Under the hood of a Digital Twin ESM

In which we peer under the hood of the idea that ephemeral data produced by a digital twin can be used by collaborators who co-designed the digital twin experiment.

: Gratuitous image of a an earth system model from the ECMWF presentation on digital twins.

last time I promulgated a definition of an earth system digital twin being an earth system model which has reached the fourth stage of model maturity, where ephemeral data could be accessed by collaborators who understood (and perhaps) co-designed the experimental design to which the digital twin conforms.

In this post I want to peer under the hood of that statement to understand a bit more about what it could mean. To begin with, let’s introduce some vocabulary:

A “configured model” is run to produce a “simulation” with “output” where both the simulation itself and the output conform to a “numerical experiment” which is defined by some objectives and “numerical requirements” (these terms from Pascoe et al 2020).

(The simulation conforms by virtue of inputs including parameters, initial conditions, forcing data, and even potentially the model code, being configured to conform to numerical requirements.
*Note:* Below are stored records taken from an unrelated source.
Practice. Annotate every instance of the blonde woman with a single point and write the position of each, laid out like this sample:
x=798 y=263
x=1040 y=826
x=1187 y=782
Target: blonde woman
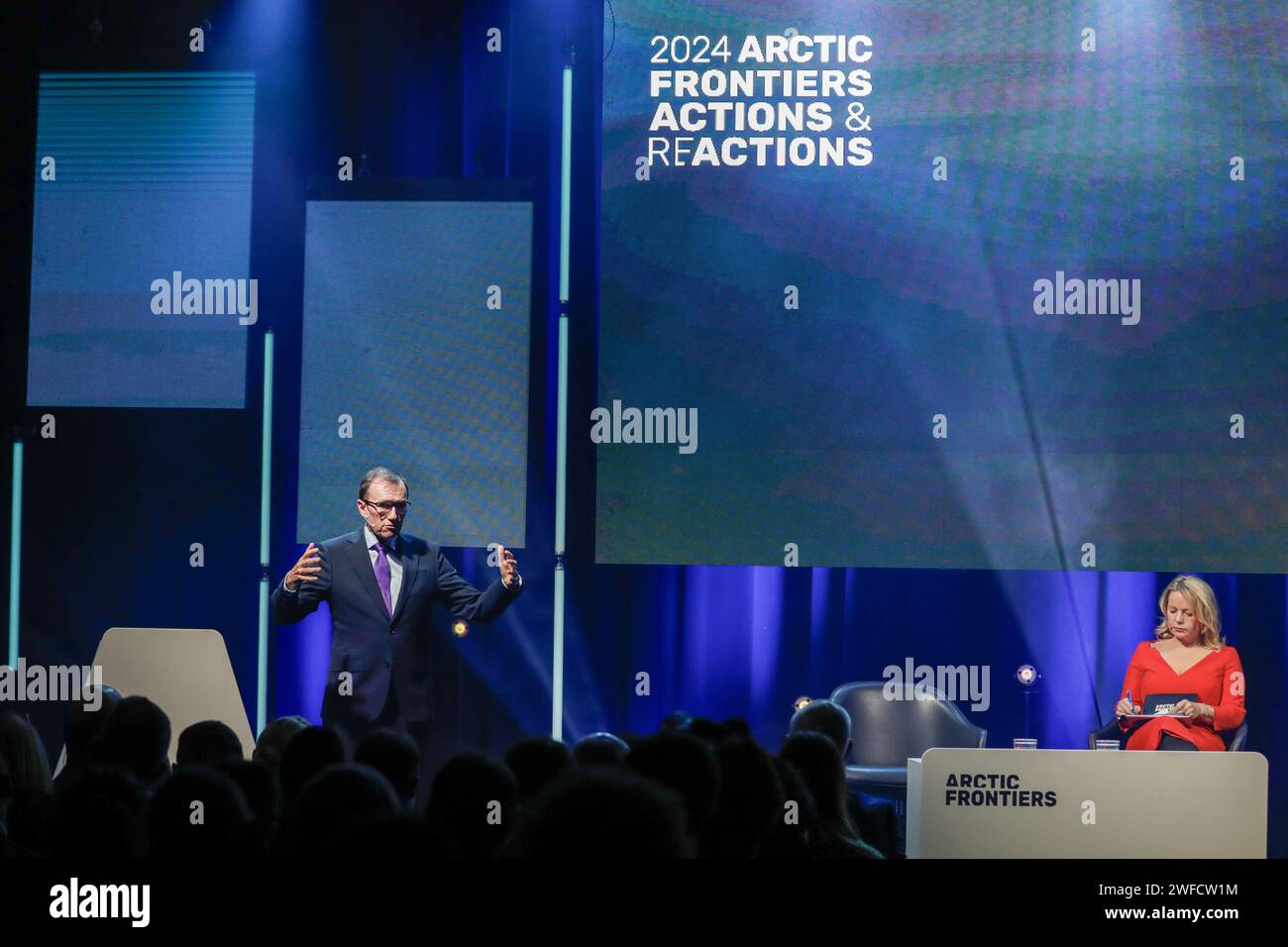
x=1188 y=656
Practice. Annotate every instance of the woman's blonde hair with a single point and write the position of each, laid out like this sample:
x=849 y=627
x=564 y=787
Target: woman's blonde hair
x=1203 y=600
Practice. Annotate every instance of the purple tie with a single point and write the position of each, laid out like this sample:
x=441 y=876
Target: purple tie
x=382 y=575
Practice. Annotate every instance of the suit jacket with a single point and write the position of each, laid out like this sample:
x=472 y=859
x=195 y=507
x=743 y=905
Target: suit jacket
x=374 y=647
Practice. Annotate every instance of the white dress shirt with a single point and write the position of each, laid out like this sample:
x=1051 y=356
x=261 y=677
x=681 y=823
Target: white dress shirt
x=394 y=565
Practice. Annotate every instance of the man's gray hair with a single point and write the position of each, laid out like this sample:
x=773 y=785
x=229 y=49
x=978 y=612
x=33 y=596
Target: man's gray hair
x=380 y=474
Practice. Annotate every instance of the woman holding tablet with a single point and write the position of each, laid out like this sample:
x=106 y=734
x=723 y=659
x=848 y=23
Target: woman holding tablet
x=1188 y=656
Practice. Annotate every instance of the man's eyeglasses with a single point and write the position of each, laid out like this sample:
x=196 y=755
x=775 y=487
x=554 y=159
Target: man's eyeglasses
x=384 y=506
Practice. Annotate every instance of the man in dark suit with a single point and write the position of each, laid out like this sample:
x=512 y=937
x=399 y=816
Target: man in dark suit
x=381 y=586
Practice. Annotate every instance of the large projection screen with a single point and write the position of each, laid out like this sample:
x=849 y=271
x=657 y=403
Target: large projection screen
x=1010 y=295
x=416 y=337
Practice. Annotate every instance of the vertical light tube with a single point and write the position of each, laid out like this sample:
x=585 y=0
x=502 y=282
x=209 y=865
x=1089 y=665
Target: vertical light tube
x=562 y=424
x=266 y=472
x=14 y=553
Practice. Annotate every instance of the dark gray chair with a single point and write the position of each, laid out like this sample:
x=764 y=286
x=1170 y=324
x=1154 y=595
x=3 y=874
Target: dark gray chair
x=887 y=732
x=1234 y=740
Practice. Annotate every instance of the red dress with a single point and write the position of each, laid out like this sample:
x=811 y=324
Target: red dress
x=1218 y=680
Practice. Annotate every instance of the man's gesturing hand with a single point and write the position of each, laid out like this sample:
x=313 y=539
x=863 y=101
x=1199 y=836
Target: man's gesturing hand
x=509 y=567
x=304 y=571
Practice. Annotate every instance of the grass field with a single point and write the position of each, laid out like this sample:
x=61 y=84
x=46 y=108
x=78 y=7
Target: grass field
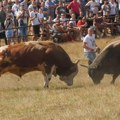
x=28 y=100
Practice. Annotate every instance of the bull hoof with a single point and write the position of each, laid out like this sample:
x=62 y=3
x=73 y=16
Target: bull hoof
x=112 y=82
x=46 y=87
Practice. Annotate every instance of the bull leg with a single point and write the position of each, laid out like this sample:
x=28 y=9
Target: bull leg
x=114 y=78
x=47 y=77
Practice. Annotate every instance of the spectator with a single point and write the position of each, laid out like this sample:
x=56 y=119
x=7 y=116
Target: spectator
x=25 y=3
x=58 y=32
x=92 y=6
x=90 y=46
x=45 y=10
x=63 y=20
x=2 y=20
x=82 y=24
x=32 y=6
x=90 y=19
x=99 y=25
x=51 y=8
x=105 y=8
x=22 y=17
x=75 y=7
x=60 y=9
x=50 y=22
x=35 y=20
x=2 y=15
x=9 y=26
x=15 y=9
x=73 y=20
x=113 y=9
x=57 y=18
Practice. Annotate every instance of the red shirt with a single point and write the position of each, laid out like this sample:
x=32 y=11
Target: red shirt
x=80 y=22
x=74 y=7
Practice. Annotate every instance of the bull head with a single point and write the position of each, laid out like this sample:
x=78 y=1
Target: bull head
x=70 y=74
x=96 y=74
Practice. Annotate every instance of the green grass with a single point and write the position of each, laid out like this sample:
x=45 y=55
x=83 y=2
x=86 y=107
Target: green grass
x=28 y=100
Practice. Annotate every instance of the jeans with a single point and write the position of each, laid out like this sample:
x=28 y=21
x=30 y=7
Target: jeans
x=90 y=56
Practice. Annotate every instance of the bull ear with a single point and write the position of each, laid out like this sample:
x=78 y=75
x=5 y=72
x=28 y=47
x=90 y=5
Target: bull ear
x=77 y=62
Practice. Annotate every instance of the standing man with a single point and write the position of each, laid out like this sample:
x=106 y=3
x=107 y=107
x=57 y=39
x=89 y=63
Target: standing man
x=75 y=8
x=90 y=46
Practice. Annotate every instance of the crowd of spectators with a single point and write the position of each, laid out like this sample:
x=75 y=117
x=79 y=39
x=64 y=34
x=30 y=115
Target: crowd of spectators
x=20 y=17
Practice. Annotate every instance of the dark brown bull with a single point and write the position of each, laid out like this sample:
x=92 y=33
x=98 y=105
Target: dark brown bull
x=107 y=62
x=46 y=56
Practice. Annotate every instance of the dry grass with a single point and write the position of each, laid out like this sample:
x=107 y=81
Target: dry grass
x=27 y=100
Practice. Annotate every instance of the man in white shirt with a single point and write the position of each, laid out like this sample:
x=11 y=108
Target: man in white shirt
x=90 y=46
x=35 y=18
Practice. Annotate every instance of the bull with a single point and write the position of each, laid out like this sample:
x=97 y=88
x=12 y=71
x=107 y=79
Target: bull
x=107 y=62
x=45 y=56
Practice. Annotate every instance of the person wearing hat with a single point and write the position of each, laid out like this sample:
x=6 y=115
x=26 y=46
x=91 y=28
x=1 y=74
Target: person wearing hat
x=35 y=18
x=22 y=17
x=9 y=26
x=90 y=46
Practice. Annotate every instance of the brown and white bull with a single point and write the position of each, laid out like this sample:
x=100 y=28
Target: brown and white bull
x=107 y=62
x=47 y=57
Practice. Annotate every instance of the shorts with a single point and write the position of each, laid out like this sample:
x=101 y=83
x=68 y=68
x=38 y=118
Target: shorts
x=90 y=55
x=36 y=29
x=22 y=31
x=9 y=34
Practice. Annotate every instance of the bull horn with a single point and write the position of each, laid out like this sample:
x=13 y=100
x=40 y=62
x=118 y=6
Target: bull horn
x=84 y=65
x=77 y=61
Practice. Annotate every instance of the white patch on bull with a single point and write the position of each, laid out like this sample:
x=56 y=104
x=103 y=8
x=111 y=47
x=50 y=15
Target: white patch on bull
x=31 y=42
x=3 y=48
x=47 y=77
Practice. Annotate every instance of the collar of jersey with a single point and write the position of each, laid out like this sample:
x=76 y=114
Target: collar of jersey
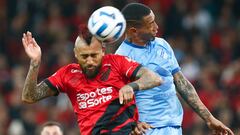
x=134 y=45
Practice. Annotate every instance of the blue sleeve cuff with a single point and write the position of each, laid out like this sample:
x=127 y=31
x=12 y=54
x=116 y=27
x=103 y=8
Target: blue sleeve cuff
x=176 y=70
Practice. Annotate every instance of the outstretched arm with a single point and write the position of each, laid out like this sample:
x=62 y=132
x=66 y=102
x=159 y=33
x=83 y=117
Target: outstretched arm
x=189 y=94
x=145 y=79
x=31 y=91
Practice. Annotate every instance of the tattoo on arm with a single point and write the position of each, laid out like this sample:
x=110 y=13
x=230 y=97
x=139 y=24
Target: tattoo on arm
x=189 y=94
x=31 y=91
x=147 y=79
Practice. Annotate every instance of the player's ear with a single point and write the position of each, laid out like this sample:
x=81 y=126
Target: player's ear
x=132 y=30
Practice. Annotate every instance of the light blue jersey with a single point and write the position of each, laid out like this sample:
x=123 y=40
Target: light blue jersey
x=158 y=106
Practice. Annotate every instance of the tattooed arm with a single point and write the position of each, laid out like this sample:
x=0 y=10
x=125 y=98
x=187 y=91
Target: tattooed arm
x=189 y=94
x=145 y=79
x=31 y=91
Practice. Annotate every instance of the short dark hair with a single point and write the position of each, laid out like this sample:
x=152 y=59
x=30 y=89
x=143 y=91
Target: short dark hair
x=49 y=123
x=134 y=13
x=85 y=34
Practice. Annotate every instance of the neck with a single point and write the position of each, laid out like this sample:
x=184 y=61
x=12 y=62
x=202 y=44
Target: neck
x=137 y=42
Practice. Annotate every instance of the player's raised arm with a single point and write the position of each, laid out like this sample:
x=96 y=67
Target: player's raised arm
x=31 y=91
x=145 y=79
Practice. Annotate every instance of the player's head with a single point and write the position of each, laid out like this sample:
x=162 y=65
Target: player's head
x=88 y=51
x=51 y=128
x=141 y=25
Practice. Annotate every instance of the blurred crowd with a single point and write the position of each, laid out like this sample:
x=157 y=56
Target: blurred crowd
x=205 y=36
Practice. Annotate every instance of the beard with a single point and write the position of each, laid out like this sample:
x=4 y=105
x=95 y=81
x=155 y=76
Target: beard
x=147 y=37
x=91 y=73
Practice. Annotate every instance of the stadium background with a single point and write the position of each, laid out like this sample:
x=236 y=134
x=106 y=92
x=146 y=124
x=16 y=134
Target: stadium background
x=205 y=36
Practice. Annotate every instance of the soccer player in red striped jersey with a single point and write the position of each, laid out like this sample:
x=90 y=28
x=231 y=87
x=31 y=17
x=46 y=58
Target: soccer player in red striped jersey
x=100 y=87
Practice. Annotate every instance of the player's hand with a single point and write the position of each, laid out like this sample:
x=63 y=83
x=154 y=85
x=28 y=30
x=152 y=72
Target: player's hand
x=218 y=128
x=125 y=94
x=31 y=47
x=141 y=128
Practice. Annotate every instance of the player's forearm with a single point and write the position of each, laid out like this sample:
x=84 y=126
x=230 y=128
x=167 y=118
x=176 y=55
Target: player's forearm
x=147 y=79
x=29 y=90
x=189 y=94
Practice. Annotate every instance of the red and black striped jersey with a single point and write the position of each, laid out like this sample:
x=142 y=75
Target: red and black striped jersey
x=95 y=101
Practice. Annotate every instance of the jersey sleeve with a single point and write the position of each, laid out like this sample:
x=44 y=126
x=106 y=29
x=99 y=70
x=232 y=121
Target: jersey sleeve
x=128 y=67
x=56 y=81
x=174 y=63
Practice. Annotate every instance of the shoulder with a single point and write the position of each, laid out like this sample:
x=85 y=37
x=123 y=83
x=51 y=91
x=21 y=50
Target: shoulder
x=162 y=43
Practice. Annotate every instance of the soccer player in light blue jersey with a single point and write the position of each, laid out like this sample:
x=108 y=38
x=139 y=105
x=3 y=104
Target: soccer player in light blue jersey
x=160 y=106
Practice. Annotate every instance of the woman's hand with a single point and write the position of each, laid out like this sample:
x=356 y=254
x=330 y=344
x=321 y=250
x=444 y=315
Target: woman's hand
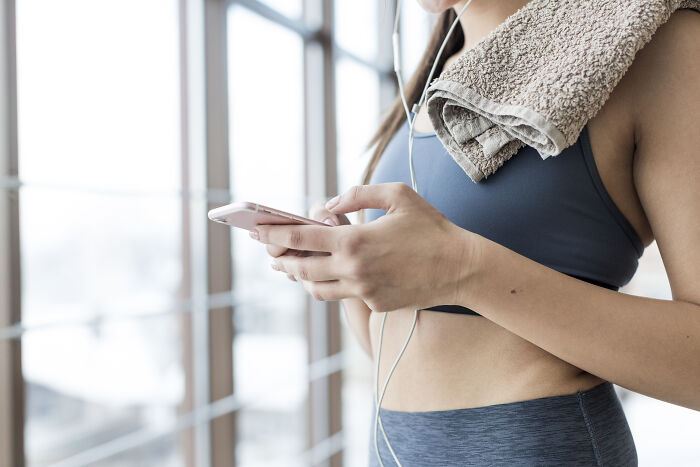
x=411 y=257
x=318 y=212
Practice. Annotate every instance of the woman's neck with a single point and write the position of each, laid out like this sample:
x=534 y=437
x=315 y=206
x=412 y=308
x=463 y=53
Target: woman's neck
x=481 y=17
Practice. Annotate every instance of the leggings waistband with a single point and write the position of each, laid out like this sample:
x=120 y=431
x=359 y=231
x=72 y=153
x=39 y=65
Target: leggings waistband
x=583 y=428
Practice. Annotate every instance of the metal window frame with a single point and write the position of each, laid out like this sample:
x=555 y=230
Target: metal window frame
x=208 y=271
x=11 y=380
x=323 y=328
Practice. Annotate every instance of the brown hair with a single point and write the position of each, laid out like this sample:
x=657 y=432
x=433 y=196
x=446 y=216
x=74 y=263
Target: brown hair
x=396 y=114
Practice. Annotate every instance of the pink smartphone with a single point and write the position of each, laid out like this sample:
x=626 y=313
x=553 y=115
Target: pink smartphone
x=247 y=215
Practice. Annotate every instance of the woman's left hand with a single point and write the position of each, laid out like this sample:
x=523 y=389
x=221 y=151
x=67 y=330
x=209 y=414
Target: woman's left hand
x=413 y=256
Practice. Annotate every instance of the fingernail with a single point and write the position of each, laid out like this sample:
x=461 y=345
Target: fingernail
x=332 y=202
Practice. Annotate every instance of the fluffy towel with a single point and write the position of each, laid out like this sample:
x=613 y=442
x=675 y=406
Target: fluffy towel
x=539 y=77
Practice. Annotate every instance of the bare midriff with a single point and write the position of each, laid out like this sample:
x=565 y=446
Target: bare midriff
x=460 y=361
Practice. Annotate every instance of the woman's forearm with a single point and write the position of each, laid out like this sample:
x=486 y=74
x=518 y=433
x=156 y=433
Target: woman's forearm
x=357 y=315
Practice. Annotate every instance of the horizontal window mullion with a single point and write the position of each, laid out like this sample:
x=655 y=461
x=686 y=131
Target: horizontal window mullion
x=318 y=369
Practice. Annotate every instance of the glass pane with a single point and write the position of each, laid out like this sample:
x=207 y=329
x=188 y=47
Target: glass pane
x=291 y=8
x=356 y=26
x=89 y=385
x=357 y=94
x=266 y=93
x=100 y=223
x=416 y=25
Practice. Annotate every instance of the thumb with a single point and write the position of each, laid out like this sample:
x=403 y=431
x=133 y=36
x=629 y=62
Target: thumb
x=379 y=196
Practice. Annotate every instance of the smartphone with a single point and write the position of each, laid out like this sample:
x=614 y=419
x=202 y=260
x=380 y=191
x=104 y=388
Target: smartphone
x=246 y=215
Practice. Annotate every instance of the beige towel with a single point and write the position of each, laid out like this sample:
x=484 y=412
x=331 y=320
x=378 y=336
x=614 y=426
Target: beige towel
x=539 y=77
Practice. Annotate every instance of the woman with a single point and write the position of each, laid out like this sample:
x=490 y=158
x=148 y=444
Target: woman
x=514 y=362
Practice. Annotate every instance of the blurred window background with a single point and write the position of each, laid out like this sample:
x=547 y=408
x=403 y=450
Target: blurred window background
x=133 y=331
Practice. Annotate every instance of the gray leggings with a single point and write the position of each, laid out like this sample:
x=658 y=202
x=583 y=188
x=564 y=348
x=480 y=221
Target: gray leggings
x=583 y=428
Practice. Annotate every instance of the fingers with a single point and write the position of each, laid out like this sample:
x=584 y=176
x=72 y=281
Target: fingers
x=276 y=250
x=318 y=212
x=309 y=268
x=379 y=196
x=326 y=290
x=299 y=237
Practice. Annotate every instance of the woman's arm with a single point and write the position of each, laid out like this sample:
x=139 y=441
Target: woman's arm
x=648 y=345
x=357 y=315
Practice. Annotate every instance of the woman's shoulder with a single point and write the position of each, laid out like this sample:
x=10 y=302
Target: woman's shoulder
x=664 y=73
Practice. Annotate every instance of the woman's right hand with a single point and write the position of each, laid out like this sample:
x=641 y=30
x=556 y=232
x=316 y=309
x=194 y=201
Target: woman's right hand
x=318 y=212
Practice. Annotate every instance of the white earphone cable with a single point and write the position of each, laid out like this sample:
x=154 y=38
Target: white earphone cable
x=410 y=116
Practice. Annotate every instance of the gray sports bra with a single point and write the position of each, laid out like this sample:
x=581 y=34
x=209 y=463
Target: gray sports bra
x=554 y=211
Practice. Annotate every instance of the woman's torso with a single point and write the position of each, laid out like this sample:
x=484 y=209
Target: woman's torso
x=459 y=361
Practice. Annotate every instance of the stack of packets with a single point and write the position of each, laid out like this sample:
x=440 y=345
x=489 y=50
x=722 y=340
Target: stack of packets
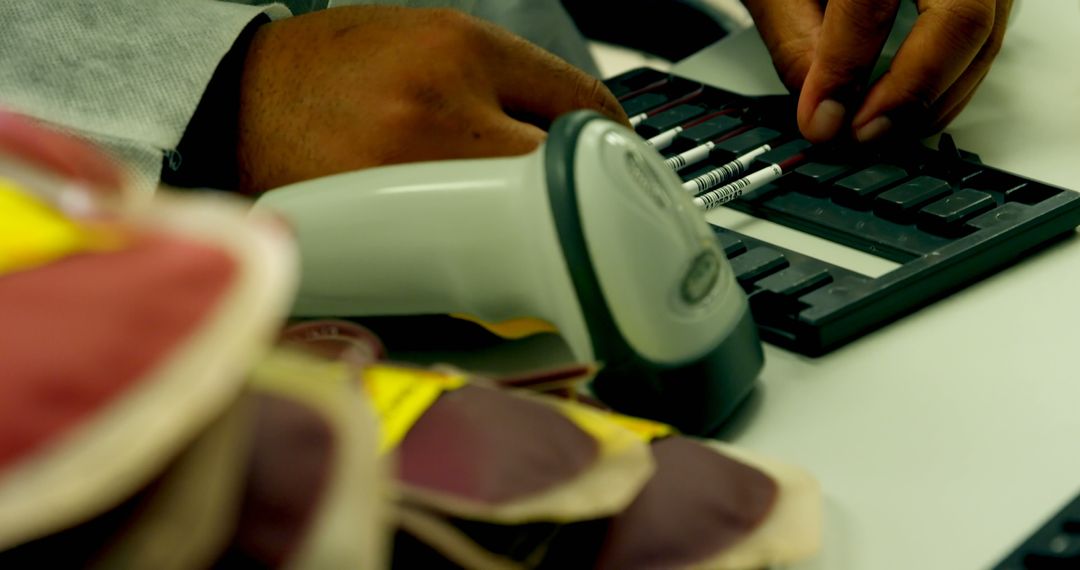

The output data conforms by meeting output data numerical requirements.)

So a digital twin is a system capable of executing a “configured model” in such a way that it produces not only normal “output data” but some special output data, which can be used by the “collaborators”. How and why the model is configured is controlled by the experimental design, but now we need two sorts of output data, with the special output data being defined by new numerical requirements in the definition of the numerical experiment.

That of course is not enough, this digital twin system also has to allow the “collaborators” to execute their own processing on the special output data (hereafter called the “ephemeral data”). How then is to be accomplished?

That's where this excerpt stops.